UK GDP is around £2 trillion. Government debt is about £1.8 trillion (£1.773 trillion in August this year, according to the ONS). But the housing wealth is a staggering £6.015 trillion, finds Halifax.
Put that in a historical context. Since 2007, housing wealth has risen from just over £4 trillion, up by very nearly a half.
Government debt has roughly doubled in that time, but GDP has risen by just under a third from £1.53 trillion.
In short, over ten years, UK GDP is up by about half a trillion, government debt by around a trillion, but housing wealth by a staggering two trillion.
More to the point GDP per capita - that’s the average share of UK output per person - has barely flickered over this period - up from $40,892 in 2007 to $41,603 at the end of 2016.

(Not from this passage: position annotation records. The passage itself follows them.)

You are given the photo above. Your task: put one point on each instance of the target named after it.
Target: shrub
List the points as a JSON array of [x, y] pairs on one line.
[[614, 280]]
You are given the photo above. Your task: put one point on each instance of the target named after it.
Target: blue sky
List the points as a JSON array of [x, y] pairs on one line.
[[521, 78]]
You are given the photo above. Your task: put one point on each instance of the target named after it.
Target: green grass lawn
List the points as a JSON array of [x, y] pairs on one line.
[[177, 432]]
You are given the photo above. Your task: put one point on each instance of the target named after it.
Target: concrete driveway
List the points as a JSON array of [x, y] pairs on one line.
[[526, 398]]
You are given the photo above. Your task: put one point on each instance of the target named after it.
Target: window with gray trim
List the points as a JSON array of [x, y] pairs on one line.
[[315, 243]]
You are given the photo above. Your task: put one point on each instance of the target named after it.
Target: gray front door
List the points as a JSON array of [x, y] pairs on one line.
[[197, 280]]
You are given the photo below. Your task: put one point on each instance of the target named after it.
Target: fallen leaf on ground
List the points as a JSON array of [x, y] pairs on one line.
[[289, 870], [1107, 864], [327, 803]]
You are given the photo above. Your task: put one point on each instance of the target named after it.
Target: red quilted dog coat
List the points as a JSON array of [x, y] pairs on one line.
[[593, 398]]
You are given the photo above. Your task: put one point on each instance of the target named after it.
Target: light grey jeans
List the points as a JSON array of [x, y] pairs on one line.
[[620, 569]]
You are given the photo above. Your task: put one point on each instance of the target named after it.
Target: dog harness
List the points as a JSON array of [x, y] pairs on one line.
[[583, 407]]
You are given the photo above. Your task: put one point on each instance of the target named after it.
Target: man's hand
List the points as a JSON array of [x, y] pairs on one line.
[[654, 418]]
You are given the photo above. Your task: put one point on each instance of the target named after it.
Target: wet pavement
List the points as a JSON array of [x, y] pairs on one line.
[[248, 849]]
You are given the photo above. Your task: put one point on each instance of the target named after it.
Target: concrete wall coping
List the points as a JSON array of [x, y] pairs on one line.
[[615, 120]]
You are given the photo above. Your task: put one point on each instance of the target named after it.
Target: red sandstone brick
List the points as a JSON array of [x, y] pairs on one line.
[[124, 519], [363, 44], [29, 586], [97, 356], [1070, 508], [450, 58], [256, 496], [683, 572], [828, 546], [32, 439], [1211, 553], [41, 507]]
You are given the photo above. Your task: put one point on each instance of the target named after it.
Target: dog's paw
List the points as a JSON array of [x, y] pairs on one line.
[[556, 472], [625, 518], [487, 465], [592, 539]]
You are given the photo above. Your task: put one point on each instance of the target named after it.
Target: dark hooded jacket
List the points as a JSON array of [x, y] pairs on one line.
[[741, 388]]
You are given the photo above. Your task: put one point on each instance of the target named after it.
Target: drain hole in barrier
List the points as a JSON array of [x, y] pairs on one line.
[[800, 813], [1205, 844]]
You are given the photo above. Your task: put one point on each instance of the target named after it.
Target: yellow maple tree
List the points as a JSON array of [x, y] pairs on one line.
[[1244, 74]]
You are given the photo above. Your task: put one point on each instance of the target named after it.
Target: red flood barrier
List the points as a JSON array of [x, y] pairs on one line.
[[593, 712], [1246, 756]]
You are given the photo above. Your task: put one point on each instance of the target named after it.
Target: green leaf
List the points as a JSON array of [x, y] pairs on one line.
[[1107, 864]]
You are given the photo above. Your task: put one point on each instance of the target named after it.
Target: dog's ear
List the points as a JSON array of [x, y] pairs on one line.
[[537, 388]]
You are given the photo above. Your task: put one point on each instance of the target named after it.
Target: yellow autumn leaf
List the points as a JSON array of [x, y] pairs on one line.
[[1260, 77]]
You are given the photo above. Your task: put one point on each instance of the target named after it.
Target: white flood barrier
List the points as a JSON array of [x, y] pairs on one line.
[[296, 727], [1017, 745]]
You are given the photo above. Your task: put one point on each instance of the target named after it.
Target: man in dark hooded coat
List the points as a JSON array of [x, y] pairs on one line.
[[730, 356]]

The UK’s single biggest challenge, as was demonstrated so clearly last week in the Budget, is its poor productivity growth. Productivity is what matters; if this does not rise, nor can income - not in the long run. Yet the housing stock soars, it is like true wealth creation, which comes from working hard, and working smart, supported by technology, and housing wealth exist in two separate dimensions.
The booming housing stock is distorted in favour of the older portion of the UK demographic. The over 55s own 63.3 per cent of this housing stock, the under 35s own 3.3 per cent. Of course, there is a massive London and south-east bias, but we all knew that, anyway.
Here is the problem.
The six trillion is not real. If all the houses in the UK were put up for sale at the same time, the stock wouldn’t be worth anywhere near that amount. It has been pushed up by the speculative motive. There are six million homes in the UK with two or more spare bedrooms, how else do you explain the fact that so many people live in a home that is bigger than they need, other than to say these homeowners see their home as an investment.
Consequently, the UK housing stock is a Ponzi scheme, little different from bitcoins.
Don’t believe that? Ask yourself this question, if everyone rented, do you still think there would be six million households living in homes that are bigger than they need?
If those six million households downsized, then the well-known problem of a shortage of homes would disappear.
But the tax system is warped. If you work hard, or you create a business that grows, you are taxed heavily on the wealth you created via the sweat of your brow, in the form of income or capital gains tax. If you do nothing, stay in doors, watching TV, but happen to own a property and your wealth soars, you pay no extra tax.
If instead we taxed illusionary wealth creation via the UK property Ponzi scheme, but reduced tax on real wealth creation, the UK may emerge as the most dynamic and successful economies on earth, the NHS would get the funding it needs and tax receipts would come flooding in, paying off government debt in no time.